While Dora huddled in the boat wrapped in a blanket, Alex and Jacob made a thorough search of the woods on the margins of Windermere at this point. There was no blood trail, nothing to suggest the man had pulled himself to safety.
‘That man is such a fiend I won’t be convinced he’s dead until his body floats to the surface,’ said Jacob as they climbed over the tree roots to get back to the boat.
‘But drowning is a good result.’ Alex probed under a bush with a branch and found nothing. ‘If Dora was the one to land the killing blow, it saves her the notoriety if we put out the story he drowned trying to escape justice.’
‘That’s a good point, even if I would’ve preferred to see him face trial for everything he did.’
‘He would’ve ended up on the gallows– this just hastens the same conclusion.’
That was indubitably true.
They got back into the boat. Pushing off from the shore, Jacob took over the rudder, Dora huddled beside him. Alex went to the prow to help balance the boat.
‘Where do you want to go now?’ he asked her.
She yawned and leaned against his arm, exhausted by the events of the past hour. ‘We must get Mr Barton. He’s very sick.’
‘I’ve sent word for the doctor from Bowness to tend him. He needs something to bring down his fever and good nursing, but he is best left while he sleeps. There is no rush to move him.’
‘Knotte was giving him willow bark. You saw what happened to him?’
Jacob gave a grunt of assent. ‘He wouldn’t have felt any pain. It was instant.’
‘He was trying to help his friend– and Langhorne just shot him!’
‘Langhorne was a vicious killer– he wouldn’t have stopped. You did the right thing stabbing him.’
‘Trust me: I don’t have any regrets about that. It was him or me.’ She sighed. ‘I should tell you I got close enough to do it by pretending to be the whore he thought me– and all women. I wouldn’t be surprised if he’s left a trail of female victims in his past.’

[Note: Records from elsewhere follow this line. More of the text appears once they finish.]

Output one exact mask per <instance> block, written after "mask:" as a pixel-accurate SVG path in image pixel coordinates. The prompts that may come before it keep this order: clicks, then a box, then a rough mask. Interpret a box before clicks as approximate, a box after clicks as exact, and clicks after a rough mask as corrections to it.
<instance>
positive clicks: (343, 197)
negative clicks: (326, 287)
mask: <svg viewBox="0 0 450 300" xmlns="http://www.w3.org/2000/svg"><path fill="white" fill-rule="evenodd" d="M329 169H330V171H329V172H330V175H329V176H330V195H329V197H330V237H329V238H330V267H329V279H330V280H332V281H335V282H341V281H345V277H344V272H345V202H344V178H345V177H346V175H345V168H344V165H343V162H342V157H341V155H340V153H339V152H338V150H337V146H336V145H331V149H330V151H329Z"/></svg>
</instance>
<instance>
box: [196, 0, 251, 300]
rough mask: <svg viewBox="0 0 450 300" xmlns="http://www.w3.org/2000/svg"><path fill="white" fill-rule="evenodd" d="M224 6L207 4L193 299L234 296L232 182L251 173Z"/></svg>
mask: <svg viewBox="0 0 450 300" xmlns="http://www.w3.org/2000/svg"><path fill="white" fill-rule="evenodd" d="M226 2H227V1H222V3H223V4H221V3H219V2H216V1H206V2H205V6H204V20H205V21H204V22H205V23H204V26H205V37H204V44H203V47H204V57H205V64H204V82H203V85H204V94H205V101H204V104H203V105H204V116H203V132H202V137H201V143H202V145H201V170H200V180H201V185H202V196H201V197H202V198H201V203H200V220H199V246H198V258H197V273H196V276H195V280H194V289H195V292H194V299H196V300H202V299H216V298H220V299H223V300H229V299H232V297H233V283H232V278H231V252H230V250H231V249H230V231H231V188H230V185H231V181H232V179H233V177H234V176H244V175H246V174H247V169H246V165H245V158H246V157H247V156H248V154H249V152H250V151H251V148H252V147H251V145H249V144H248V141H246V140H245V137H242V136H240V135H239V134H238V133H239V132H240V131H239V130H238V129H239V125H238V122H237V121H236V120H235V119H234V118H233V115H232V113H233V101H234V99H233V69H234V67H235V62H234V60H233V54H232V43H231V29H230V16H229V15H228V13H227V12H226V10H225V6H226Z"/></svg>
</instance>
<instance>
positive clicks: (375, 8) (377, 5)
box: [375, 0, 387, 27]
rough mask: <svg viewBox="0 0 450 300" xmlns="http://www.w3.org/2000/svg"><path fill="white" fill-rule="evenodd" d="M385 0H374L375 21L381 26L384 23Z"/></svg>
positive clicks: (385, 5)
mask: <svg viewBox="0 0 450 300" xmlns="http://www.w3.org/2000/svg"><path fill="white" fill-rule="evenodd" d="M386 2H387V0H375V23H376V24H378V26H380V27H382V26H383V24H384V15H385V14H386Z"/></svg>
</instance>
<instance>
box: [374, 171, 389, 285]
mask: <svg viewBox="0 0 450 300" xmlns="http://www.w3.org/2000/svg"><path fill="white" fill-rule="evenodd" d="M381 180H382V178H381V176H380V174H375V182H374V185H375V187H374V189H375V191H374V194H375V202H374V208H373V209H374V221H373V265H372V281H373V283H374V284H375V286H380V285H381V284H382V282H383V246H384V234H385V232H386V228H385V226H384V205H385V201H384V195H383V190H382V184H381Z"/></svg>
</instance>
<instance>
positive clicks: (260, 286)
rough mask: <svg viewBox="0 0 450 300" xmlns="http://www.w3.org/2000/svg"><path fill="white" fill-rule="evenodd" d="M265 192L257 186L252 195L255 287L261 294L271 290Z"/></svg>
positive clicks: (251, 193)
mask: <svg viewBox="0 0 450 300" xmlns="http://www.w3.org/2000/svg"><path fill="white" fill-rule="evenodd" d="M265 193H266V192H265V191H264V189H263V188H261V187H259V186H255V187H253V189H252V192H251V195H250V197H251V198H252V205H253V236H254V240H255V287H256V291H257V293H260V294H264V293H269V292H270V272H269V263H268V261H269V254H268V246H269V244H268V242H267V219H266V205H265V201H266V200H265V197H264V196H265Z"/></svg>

‘Then he got his comeuppance.’
‘You’re not disgusted at me?’
‘What? Why? It was brilliant. You played the role you had to assume. It’s no more you than Lady Macbeth.’ He let a moment pass. ‘Do you want to set a date?’
‘Oh, Jacob.’ She patted his leg affectionately. ‘I’m still thinking about it. We’ve only known each other four months.’
‘But we’ve packed more into those four months than many people do in whole lives.’
‘That is true.’
‘I won’t press you for an answer to that, but I do want to know where you want to go now.’
‘What are our choices?’
‘I suppose it’s Elleray with my brother, or home.’
‘Then let’s go home.’
ChapterThirty-Two
Loughrigg Tarn
When Ruby saw the state Dora was in as they dismounted from Nero, she screamed from the front step: ‘Get yourself into bed right now, Dora Fitz-Pennington!’
Dora caught sight of herself in the mirror that hung in the hallway. Every jot and jag of the adventure clung to her from her straggling hair to her rapidly developing black eyes.
‘It’s kind of you to care, Ruby, but I should be perfectly well after a warm drink and perhaps some soup.’